L_WC has asked for the wisdom of the Perl Monks concerning the following question:
It can't be wrote in threads in different worksheet, like " $workbookNodeList->sheets()-> 2->write(0,0, 'j8', $formatNodeList;" it does not work. could anyone help me?

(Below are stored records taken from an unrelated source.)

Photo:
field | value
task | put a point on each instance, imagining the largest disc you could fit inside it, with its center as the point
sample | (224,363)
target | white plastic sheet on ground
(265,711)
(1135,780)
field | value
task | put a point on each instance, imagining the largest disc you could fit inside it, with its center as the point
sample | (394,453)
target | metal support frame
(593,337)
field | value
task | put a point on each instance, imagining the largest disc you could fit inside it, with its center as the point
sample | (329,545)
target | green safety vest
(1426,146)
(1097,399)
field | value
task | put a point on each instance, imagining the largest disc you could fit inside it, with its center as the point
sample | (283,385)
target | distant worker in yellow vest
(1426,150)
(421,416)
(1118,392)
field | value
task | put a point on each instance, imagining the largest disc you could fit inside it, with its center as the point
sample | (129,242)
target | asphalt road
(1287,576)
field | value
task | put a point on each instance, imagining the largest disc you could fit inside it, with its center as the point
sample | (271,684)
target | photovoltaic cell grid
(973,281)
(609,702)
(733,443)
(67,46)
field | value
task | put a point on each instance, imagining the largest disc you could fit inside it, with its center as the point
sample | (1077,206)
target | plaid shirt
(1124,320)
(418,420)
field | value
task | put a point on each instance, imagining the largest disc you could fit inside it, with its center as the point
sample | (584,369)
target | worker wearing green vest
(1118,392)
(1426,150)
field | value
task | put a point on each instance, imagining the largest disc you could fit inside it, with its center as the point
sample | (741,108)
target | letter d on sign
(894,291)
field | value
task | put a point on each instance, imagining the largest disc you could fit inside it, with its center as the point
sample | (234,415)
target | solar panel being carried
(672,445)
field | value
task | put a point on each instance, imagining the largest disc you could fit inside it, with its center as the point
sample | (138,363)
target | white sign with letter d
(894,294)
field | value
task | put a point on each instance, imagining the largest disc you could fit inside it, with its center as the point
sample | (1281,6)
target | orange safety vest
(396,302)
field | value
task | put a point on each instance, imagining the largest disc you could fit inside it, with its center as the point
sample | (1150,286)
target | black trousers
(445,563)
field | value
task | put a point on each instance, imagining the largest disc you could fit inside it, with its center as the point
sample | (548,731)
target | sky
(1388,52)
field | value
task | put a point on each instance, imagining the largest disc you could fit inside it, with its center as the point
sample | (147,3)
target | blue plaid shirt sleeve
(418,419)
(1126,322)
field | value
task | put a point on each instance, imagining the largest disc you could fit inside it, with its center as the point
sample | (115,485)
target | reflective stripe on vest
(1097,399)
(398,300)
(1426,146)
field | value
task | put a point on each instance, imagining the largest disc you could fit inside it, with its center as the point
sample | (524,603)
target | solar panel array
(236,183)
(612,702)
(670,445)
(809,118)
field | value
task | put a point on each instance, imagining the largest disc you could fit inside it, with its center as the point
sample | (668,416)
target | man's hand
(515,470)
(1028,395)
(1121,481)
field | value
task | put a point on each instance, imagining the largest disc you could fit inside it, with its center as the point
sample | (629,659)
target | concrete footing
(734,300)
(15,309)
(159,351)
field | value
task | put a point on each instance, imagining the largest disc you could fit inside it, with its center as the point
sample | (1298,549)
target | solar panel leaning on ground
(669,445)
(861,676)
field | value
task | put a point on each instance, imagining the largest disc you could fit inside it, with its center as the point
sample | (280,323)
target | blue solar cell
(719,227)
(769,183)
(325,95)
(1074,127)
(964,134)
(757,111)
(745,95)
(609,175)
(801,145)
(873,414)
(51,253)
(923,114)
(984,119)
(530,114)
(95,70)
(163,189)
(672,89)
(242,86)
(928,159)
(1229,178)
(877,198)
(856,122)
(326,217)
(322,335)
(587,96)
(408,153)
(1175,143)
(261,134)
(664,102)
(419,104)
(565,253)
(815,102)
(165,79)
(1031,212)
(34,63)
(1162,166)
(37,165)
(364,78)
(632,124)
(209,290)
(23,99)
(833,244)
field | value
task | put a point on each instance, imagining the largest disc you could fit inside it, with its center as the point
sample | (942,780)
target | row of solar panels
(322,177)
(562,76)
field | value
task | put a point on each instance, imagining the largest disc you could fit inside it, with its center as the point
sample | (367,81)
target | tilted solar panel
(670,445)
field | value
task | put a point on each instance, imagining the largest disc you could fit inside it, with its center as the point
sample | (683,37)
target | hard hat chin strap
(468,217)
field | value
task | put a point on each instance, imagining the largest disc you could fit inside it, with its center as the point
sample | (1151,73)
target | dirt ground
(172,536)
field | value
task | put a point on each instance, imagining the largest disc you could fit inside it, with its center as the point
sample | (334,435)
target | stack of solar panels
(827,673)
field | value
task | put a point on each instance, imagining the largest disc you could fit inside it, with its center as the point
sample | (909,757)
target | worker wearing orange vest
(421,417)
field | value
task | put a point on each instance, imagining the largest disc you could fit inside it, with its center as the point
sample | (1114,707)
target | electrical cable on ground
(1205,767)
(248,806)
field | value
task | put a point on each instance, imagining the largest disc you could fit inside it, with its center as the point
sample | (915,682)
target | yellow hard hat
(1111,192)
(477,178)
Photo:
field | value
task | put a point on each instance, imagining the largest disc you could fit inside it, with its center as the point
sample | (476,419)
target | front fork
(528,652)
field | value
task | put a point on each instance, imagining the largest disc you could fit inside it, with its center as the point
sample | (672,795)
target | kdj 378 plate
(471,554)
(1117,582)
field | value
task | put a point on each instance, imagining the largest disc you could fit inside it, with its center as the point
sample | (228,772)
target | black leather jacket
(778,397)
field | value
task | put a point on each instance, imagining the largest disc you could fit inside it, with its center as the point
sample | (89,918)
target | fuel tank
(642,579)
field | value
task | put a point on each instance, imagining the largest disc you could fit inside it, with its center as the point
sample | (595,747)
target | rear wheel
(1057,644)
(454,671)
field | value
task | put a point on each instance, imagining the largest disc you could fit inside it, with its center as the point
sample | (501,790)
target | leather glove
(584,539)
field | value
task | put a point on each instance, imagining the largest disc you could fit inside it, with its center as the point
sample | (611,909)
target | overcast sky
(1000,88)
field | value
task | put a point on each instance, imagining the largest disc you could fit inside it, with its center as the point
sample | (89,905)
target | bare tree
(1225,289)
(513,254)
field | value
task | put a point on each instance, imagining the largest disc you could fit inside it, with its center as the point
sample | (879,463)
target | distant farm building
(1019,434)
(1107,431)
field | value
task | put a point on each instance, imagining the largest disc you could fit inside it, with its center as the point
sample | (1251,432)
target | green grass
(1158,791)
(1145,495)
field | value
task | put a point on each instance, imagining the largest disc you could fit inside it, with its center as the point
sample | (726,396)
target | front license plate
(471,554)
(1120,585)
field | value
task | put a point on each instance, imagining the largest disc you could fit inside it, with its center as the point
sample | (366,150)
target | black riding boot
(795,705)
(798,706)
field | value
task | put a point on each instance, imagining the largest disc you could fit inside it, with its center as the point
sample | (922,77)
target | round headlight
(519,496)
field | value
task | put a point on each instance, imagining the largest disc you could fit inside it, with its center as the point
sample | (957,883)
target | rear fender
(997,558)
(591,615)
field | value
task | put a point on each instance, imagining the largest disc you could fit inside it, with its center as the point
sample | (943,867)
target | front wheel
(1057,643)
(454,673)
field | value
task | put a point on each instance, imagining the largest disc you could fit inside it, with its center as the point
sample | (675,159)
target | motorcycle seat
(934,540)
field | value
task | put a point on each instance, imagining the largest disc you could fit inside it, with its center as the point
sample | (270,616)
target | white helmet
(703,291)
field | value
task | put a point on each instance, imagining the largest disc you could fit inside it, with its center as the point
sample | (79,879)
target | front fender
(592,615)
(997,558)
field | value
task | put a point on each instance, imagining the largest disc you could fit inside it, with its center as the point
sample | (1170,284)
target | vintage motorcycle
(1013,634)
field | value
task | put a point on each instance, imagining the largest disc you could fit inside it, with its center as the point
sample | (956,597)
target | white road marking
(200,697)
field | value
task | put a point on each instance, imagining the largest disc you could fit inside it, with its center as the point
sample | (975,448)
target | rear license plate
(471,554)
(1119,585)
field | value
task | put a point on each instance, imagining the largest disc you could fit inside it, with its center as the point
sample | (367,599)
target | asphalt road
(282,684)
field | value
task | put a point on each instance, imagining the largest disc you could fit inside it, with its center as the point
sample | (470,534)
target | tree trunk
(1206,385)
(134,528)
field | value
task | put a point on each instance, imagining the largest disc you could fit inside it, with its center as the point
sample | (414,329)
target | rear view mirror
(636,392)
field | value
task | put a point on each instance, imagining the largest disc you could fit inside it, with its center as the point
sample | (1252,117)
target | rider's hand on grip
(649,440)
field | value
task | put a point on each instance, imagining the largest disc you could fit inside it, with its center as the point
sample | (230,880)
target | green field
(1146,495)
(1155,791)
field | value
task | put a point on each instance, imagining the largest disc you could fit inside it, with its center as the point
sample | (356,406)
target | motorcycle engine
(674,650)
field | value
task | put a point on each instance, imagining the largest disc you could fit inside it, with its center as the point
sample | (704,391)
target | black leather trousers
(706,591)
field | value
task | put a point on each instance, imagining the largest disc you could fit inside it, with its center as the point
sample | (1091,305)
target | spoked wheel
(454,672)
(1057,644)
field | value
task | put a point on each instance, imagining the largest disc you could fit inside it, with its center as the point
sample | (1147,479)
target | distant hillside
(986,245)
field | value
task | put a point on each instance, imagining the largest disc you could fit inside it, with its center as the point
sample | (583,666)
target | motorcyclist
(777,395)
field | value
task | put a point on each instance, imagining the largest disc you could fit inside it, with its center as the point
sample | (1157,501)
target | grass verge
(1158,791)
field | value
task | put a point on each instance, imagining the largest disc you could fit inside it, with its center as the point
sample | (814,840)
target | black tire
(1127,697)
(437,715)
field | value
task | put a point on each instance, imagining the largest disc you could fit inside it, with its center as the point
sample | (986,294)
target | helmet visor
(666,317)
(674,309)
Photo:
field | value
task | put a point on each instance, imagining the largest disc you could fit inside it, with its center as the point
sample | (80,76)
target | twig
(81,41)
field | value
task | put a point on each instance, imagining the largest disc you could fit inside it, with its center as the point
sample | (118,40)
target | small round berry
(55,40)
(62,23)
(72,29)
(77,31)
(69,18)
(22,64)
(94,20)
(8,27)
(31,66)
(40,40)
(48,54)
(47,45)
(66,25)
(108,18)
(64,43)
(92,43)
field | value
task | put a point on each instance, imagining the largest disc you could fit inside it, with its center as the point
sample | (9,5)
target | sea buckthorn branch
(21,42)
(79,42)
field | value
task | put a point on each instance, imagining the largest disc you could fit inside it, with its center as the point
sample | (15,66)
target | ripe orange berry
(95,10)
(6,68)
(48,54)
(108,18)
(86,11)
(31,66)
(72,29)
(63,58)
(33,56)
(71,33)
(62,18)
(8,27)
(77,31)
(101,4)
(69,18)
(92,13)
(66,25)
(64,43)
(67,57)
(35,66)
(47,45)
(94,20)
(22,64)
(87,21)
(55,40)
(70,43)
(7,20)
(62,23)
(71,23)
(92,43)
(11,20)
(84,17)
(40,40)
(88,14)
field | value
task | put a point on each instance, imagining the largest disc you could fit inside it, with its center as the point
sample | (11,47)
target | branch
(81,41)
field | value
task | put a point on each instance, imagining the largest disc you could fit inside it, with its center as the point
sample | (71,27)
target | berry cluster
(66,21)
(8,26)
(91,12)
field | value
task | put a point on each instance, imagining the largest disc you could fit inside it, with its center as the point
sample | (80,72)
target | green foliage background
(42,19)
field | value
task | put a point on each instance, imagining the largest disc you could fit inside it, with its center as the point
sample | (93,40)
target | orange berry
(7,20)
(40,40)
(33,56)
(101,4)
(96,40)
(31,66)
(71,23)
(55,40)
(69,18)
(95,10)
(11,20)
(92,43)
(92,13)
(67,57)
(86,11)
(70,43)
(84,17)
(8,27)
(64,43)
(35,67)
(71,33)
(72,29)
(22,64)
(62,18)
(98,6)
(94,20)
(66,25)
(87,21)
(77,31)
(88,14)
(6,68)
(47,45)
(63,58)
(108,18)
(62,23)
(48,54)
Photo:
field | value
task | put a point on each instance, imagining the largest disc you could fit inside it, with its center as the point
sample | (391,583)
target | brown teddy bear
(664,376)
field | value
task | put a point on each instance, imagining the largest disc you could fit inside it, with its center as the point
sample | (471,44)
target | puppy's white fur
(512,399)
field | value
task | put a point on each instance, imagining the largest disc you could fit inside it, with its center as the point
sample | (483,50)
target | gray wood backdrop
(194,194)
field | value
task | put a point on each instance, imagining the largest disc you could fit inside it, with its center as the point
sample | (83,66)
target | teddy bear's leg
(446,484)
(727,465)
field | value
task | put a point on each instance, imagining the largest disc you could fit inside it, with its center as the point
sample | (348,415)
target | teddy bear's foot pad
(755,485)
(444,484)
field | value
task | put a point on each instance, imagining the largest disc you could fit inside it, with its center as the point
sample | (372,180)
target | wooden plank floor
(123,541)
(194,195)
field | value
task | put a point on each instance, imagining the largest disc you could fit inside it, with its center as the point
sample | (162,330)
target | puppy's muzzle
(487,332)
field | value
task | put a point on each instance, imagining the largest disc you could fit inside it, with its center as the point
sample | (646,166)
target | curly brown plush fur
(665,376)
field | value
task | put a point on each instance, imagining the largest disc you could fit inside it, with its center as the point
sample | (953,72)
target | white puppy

How to write worksheets on same time by threads? thanks.
the data total is about 60,000,000, and need write to 3 sheets from DB, maybe i can say like this the 3 tables in DB will import 3 worksheets in excel, and reduce time, so i think do this when the same time by these 3 worksheets on the same workbook.
my $nodeList = [
['AMS', 'a'],
['APJ', 'ap'],
['EMEA', 'e'],
];
my $workbookNodeList = Excel::Writer::XLSX->new("Node_List.xlsx");
$workbookNodeList->set_properties(
title => 'Node List',
author => 'L_WC demo',
comments => 'Node List',
);
my $formatNodeList = $workbookNodeList->add_format(bg_color => 44);
$formatNodeList->set_align('center');
my $worksheetNodeList = $workbookNodeList->add_worksheet('AMS');
my $worksheetNodeList1 = $workbookNodeList->add_worksheet('APJ');
my $worksheetNodeList2 = $workbookNodeList->add_worksheet('EMEA');
my @arr = ($nodeList->[0], $nodeList->[1], $nodeList->[2]);
my @ar = ('fff');
foreach (@arr) {
$_ = threads->new(\&doSomething, $_->[0], $_->[1], $workbookNodeLis
+t, $formatNodeList);
}
foreach(@arr){
$_->join();
}
$workbookNodeList->close();
print "Node List is Done.";
sub doSomething{
my ($region, $sql, $workbookNodeList, $formatNodeList) = @_;
if($region eq 'AMS'){
[$workbookNodeList->sheets()]->[0]->write(0,0, 'rrrrrr', $formatNo
+deList);
print "AMS -----DONE.\n";
}
if($region eq 'APJ'){
[$workbookNodeList->sheets()]->[1]->write(0,0, '1', $formatNodeLis
+t);
print "APJ -----DONE.\n";
}
if($region eq 'EMEA'){
[$workbookNodeList->sheets()]->[2]->write(0,0, 'j8', $formatNodeLi
+st);
print "EMEA -----DONE.\n";
}
}
Re: How to use threads to write worksheets of excel
by BrowserUk (Patriarch) on Jun 30, 2015 at 09:21 UTC
|
it does not work.
What happens?
| [reply] |
Re: How to use threads to write worksheets of excel
by marioroy (Prior) on Jul 01, 2015 at 01:38 UTC
|
Update: Added missing line after looping each region.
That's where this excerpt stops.